Defeating IS in Libya

Libya | October 2016

I was in Libya for the first time at the beginning of the civil war, in February 2011.
In 2016 I went back to Sirte cover the conflict against the Islamic State. 

During the war I went back several times, first to Benghazi to document the fighting in Cyrenaica, along the oil fields of Ras Lanuf, Mersa Brega and Ajdabiya — then to Tripoli, during the conquering of the city by the rebels, and ultimately to Sirte, to cover the final battle, until the capture and killing of the leader Gaddafi.

While documenting the wars and revolutions known as the Arab Springs, in recent years, I have often reflected on how certain dynamics and human feelings – both the individual and the group ones – are so similar across the conflict. The characters change but the hopes, the suffering and the pain are the same. With this idea, I returned to Libya last month, to document for the second time the battle of Sirte, which in 2011 was against Gaddafi and today is against the militants of the Islamic State.

It’s been five years since the civil war occurred. The war has changed, but history is cyclical and repeats itself. The hope for change from a dictatorial state to a democratic one has given way to the hatred and disintegration of people, and the dream of freedom has turned into a nightmare showing under the guise of the black specter of the Islamic State.

Since May, the fighters of Misrata, allied to the government of Tripoli and supported by the international coalition, are struggling against ISIS militants, third part in a diatribe that in recent years torn the country in two opposite coalitions. On one side the former Transitional Government, the New General National Congress based in Tripoli — on the other, the official government of Tobruk and of General Haftar. In this alternation of power and international interests, the real military forces remain the armed groups on the ground who are trying to share of the spoils of a shattered country.

The new war has the same shape and the same suffering of the one in 2011. Sirte has the same neighborhoods, the same streets and buildings — only, they are five years older, as the eyes of those who fought.

I thought it was impossible to see an even more destroyed city, until that city revealed itself in front of my eyes. The holes of the five-year old war add up to the plagues of the new conflict.

Unlike 2011, today’s war is an even dirtier. The ISIS militants have taken control of the Libyan city attracting the population and then imposing on them, through terror and public killings, their rules and modus vivendi.

Now abandoned and under attack, they try to resist in the only district still under their control: the District 3 of Sirte. As ghosts, IS militants use, over snipers, also unconventional weapons as boobytraps, IEDs and car bombs to withstand the siege. As a consequence, the fighters of Misrata, with no training and no military organization, struggle to move forward and conquer new positions, even despite the help they receive from Tripoli’s aviation and from the International community.

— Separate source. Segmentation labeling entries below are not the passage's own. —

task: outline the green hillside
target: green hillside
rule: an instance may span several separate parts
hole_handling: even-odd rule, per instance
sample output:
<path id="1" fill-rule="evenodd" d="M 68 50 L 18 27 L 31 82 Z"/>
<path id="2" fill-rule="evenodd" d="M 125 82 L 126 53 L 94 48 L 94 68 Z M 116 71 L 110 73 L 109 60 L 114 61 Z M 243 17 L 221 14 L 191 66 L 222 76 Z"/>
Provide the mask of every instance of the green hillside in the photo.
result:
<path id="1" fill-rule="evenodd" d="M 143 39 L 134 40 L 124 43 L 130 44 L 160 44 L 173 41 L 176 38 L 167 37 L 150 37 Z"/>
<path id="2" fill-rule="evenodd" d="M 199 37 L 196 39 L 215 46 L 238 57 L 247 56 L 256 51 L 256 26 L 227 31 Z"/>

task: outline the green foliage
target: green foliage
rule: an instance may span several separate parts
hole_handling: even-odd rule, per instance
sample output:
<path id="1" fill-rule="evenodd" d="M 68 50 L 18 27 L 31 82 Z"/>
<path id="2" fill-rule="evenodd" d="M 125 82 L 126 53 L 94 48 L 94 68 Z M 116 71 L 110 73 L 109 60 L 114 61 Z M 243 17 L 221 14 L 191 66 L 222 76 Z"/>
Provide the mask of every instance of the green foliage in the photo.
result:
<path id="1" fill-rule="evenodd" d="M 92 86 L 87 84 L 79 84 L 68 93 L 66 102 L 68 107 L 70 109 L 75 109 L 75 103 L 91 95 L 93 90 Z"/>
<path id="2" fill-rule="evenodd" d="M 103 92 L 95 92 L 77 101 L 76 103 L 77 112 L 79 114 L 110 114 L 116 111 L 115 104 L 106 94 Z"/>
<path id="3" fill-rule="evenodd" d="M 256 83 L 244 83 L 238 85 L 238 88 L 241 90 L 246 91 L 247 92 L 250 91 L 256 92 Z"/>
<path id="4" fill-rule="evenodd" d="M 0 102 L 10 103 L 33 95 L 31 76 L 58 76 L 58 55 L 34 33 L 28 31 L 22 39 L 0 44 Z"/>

During my weeks in Libya, I witnessed two big offensives. Both left around 50 people injured and around 10 killed, without having the fighters affiliated to Tripoli’s government purchase new positions.

Compared to 2011, also the freedom of movement for journalists – and consequently of witnessing – has changed. While during the civil war, without a recognized governing body, it was much easier to photograph and move on the ground, now the bureaucracy has become exhausting: several weeks of waiting are needed to get a visa and to work in Sirte you have to ask for four different permission and there are moments and areas which are off limits. You get often stopped for checks.